Prof. Dr. Karima Elshamy has a doctorate degree in nursing science from Cairo University, Egypt (DNSc). She is A. Prof. of Medical Surgical Nursing, Faculty of Nursing, Mansoura University, Egypt. She is AORTIC Vice President of North Africa. Prof. Karima is Vice President of International Federation of African Women for North Africa and chair of health committee. Prof. Karima is a member of Egypt Scholars Association Council.

Introduction: Despite the evidence supporting spiritual care in nursing and an increased quality of life among patients, patients feel that their spiritual needs are not being supported by medical professionals. Spiritual needs play an important role in palliative care as both a clinical dimension and a therapeutic strategy. However, recent studies have shown that the management of this dimension still remains a challenge at the clinical level of palliative care.
Aim of the study: The aim of this study was to evaluate the spiritual needs of patients newly diagnosed with advanced breast cancer at outpatient clinic of Oncology Center –Mansoura University, Egypt.
Methods: this exploratory study was conducted during six months from March to August 2015. The study included 62 adult female patients who were selected based on certain criteria. Data were collected using an interview and a self- administered questionnaire that was developed based on recent literature review; tool was validated and a pilot study was also conducted. Data were computerized using SPSS 15.0 and analyzed using a five-point Lickert scale.
Results: The most important spiritual needs were identified by patients was the need for religious expression, followed by the need for continuity and an afterlife.
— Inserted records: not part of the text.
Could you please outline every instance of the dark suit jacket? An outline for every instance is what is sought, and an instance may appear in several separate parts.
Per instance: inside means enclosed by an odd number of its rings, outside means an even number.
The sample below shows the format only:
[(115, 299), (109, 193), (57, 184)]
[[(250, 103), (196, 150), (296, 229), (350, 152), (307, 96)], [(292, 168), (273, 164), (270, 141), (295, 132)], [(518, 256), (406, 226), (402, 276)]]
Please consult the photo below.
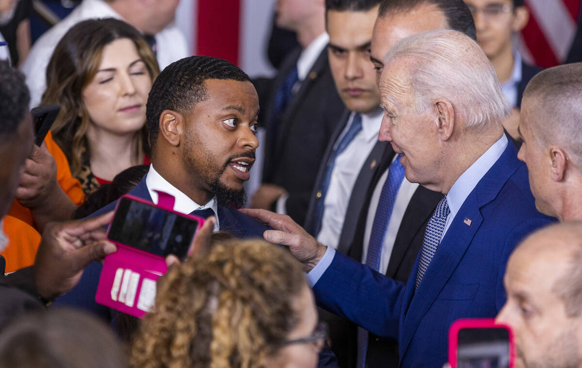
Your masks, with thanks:
[(313, 288), (318, 303), (378, 336), (398, 339), (399, 366), (441, 368), (450, 324), (496, 315), (505, 302), (510, 253), (553, 220), (536, 210), (517, 153), (508, 144), (465, 200), (417, 292), (418, 256), (404, 284), (338, 252)]
[[(270, 100), (261, 101), (267, 137), (273, 129), (270, 118), (275, 93), (296, 65), (300, 52), (297, 49), (285, 59), (274, 80)], [(320, 162), (345, 108), (324, 49), (281, 114), (277, 136), (265, 143), (263, 182), (289, 192), (287, 213), (299, 224), (305, 221)]]
[[(334, 134), (334, 139), (328, 147), (315, 187), (310, 203), (305, 228), (314, 236), (315, 212), (318, 199), (315, 195), (323, 180), (325, 167), (335, 141), (347, 123), (346, 114), (342, 124)], [(364, 233), (368, 217), (368, 208), (374, 189), (382, 174), (388, 169), (394, 157), (394, 150), (388, 142), (378, 141), (362, 166), (352, 190), (343, 227), (337, 250), (360, 261), (362, 258)], [(414, 192), (402, 218), (386, 275), (400, 281), (408, 279), (424, 237), (424, 229), (442, 194), (419, 186)], [(336, 317), (329, 312), (320, 315), (330, 325), (332, 349), (341, 366), (356, 364), (357, 356), (356, 328), (344, 319)], [(393, 339), (371, 335), (368, 339), (367, 362), (371, 367), (392, 366), (398, 364), (398, 347)]]
[[(146, 176), (128, 194), (151, 201), (150, 192), (146, 185)], [(116, 204), (117, 201), (109, 203), (90, 217), (112, 211), (115, 208)], [(230, 207), (219, 206), (218, 212), (220, 229), (227, 231), (237, 238), (262, 238), (262, 233), (270, 228)], [(112, 316), (111, 310), (95, 302), (95, 295), (97, 292), (101, 268), (101, 264), (98, 262), (93, 262), (86, 267), (79, 284), (69, 292), (55, 300), (51, 306), (67, 306), (80, 308), (107, 321), (111, 321)], [(318, 366), (326, 368), (338, 367), (335, 356), (329, 348), (324, 349), (320, 353)]]

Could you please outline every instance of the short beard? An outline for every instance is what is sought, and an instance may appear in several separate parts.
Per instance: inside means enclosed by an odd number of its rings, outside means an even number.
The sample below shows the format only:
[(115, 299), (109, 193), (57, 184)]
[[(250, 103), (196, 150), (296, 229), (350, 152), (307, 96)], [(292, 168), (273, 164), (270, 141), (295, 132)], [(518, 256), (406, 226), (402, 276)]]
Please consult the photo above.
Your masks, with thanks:
[(244, 192), (244, 188), (240, 190), (233, 190), (223, 185), (219, 179), (217, 179), (210, 186), (210, 190), (218, 206), (230, 206), (237, 210), (246, 206), (247, 193)]

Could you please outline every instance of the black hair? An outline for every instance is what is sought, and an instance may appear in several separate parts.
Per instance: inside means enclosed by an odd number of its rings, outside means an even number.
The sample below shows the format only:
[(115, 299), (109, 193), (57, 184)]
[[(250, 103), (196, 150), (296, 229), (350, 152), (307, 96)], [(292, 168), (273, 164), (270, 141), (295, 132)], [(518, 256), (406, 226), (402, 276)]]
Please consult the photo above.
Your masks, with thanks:
[(123, 194), (131, 191), (147, 174), (149, 165), (132, 166), (115, 175), (111, 183), (101, 185), (97, 190), (89, 194), (85, 201), (73, 213), (73, 219), (87, 217), (91, 214), (111, 202), (117, 200)]
[(463, 0), (384, 0), (380, 5), (379, 16), (408, 12), (424, 5), (435, 5), (442, 12), (449, 29), (459, 31), (477, 40), (473, 15)]
[(365, 12), (382, 1), (382, 0), (325, 0), (325, 11)]
[(151, 86), (146, 117), (151, 146), (159, 132), (159, 116), (164, 110), (183, 113), (209, 97), (204, 82), (223, 79), (250, 82), (250, 78), (234, 64), (217, 58), (193, 56), (166, 66)]
[(29, 112), (30, 93), (24, 75), (0, 60), (0, 136), (16, 133)]

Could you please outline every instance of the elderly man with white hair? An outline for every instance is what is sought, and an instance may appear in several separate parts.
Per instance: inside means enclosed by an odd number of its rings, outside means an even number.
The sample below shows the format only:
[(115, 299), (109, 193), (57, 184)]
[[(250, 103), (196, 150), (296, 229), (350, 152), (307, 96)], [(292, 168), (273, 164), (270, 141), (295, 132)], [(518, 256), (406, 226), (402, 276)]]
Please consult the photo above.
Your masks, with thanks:
[(536, 210), (526, 166), (503, 135), (510, 109), (474, 41), (450, 30), (403, 40), (386, 56), (379, 89), (379, 139), (402, 155), (409, 181), (445, 194), (406, 284), (318, 243), (289, 218), (246, 213), (303, 263), (321, 306), (398, 339), (400, 367), (440, 368), (450, 324), (495, 316), (509, 254), (551, 220)]

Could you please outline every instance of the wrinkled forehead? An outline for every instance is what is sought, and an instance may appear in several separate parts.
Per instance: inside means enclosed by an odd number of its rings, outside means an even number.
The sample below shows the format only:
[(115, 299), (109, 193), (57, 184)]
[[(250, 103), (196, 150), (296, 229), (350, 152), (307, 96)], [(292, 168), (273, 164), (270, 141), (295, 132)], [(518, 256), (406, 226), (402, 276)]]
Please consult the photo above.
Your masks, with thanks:
[(414, 100), (411, 86), (416, 63), (410, 58), (399, 58), (387, 61), (378, 87), (382, 104), (403, 104)]

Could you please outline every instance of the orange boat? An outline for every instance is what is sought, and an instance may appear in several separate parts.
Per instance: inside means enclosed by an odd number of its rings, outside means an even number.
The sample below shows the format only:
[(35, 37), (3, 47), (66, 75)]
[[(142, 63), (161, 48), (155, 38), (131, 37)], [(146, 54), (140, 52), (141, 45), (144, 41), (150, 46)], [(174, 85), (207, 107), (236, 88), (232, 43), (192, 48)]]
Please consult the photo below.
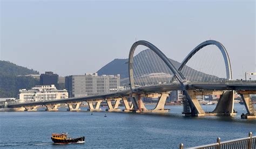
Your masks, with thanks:
[(82, 137), (77, 138), (68, 138), (68, 133), (53, 133), (51, 135), (51, 140), (55, 144), (76, 144), (84, 143), (85, 137)]

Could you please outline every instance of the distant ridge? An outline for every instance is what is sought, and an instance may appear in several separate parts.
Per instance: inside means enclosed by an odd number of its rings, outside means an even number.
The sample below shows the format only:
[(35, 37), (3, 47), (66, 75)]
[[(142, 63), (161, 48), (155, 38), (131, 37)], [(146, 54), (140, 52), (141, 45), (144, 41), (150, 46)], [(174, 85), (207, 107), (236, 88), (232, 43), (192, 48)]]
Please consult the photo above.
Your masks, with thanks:
[(8, 61), (0, 60), (0, 98), (17, 98), (19, 90), (30, 89), (39, 84), (38, 79), (28, 74), (39, 74), (39, 72), (17, 65)]
[(37, 71), (18, 66), (11, 62), (4, 60), (0, 60), (0, 73), (13, 76), (39, 74)]
[[(150, 52), (151, 51), (149, 49), (146, 49), (143, 51), (142, 51), (139, 52), (138, 55), (137, 55), (135, 57), (139, 57), (140, 58), (143, 57), (144, 60), (139, 63), (139, 65), (141, 66), (146, 66), (145, 63), (147, 64), (151, 64), (153, 63), (151, 59), (153, 59), (152, 58), (147, 57), (149, 55), (148, 52)], [(151, 51), (151, 52), (152, 52)], [(176, 69), (178, 69), (179, 66), (180, 65), (181, 63), (174, 60), (173, 59), (169, 58), (169, 60), (172, 62), (175, 67)], [(150, 64), (149, 64), (150, 65)], [(161, 66), (160, 67), (165, 67), (163, 66)], [(148, 68), (149, 69), (150, 68)], [(204, 73), (203, 72), (198, 71), (196, 70), (194, 70), (188, 66), (185, 66), (184, 69), (186, 69), (186, 70), (189, 71), (191, 72), (191, 74), (198, 74), (200, 76), (202, 79), (206, 80), (207, 78), (209, 77), (212, 77), (213, 76)], [(146, 70), (146, 69), (145, 69)], [(143, 70), (141, 70), (142, 72), (143, 72)], [(122, 85), (127, 85), (129, 84), (129, 71), (128, 71), (128, 59), (114, 59), (111, 62), (109, 63), (106, 65), (102, 67), (98, 71), (98, 74), (99, 75), (102, 74), (107, 74), (107, 75), (116, 75), (117, 74), (120, 74), (121, 77), (121, 84)], [(188, 74), (189, 75), (189, 74)], [(214, 76), (215, 77), (215, 76)], [(186, 78), (190, 78), (191, 76), (185, 76)]]

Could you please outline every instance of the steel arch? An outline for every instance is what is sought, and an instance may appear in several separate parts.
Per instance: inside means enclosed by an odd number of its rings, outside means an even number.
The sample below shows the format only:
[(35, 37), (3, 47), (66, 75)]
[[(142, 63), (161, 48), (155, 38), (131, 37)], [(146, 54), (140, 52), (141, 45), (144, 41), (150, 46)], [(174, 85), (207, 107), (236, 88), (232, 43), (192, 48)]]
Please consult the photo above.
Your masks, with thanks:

The least important spiritual needs were identified by patients were to get rid of obsessions; to achieve freedom from blame and the need for reconciliation and to feel forgiven by others.
Conclusions & Recommendations: Our study concluded that there are several needs related to the religious sphere that were highly valued by the patients. These results suggest that patients receiving palliative care wish to live for the present with as much normality as possible. The study underlines the importance of considering spiritual aspects of treatment, especially at the present moment.